You're welcome.

I don't understand what you did in that online power program, and my version of Java blocks it as not meeting high safety standards, so I can't try it! How can you know chi-square before running the study? You don't care what the sample size would be to make an observed chi-square significant. You need a site that lets you enter the percentages of interest and the sample sizes, then outputs power. I think it will be hard to find one that tells you sample sizes for unequal groups. Be sure you have chi-square that compares groups, not goodness of fit. If all of this sounds like meaningless jargon to you, I think you need an actual consultant, not a web page (and not just TalkStat help).

First of all, recognize that when sample sizes are unequal, power is mostly related to the harmonic mean of the sample sizes.

The harmonic mean of x and y is found by averaging (in the normal way) 1/x and 1/y, then inverting the result.

So for 55 and 100 subjects, the harmonic mean is 71, almost in the middle of them.
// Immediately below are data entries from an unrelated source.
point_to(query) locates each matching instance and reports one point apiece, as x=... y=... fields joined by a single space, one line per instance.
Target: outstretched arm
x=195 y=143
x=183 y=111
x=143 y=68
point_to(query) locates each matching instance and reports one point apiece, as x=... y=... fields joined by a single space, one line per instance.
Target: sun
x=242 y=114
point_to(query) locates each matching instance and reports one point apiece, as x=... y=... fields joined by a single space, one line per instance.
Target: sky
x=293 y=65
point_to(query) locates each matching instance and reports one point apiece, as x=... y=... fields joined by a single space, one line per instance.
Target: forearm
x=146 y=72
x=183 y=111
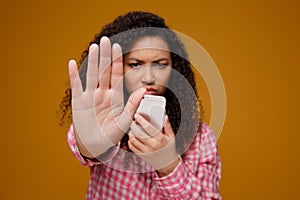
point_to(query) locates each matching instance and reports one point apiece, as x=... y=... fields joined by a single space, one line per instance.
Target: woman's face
x=148 y=65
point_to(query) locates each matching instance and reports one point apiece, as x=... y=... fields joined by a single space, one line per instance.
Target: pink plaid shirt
x=196 y=176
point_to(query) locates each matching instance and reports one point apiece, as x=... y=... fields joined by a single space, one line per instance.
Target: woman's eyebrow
x=161 y=59
x=134 y=59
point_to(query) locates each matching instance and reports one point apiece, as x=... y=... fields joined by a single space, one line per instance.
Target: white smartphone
x=152 y=108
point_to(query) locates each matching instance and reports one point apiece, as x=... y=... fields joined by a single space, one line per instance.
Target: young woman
x=138 y=54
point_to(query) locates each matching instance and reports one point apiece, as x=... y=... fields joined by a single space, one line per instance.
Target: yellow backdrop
x=255 y=44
But for 55 and 400 subjects, the harmonic mean is 97, only a bit higher.

For 55 and 10,000 subjects, the harmonic mean is 109. You can see that diminishing returns sets in. At some point the calculation says, "Hey you only have 55 in one group. That's the limiting factor."

You may want to download something like Gpower and play with that. Be sure you understand what it is doing and that it makes sense.

I could show you the formula, but it's not simple.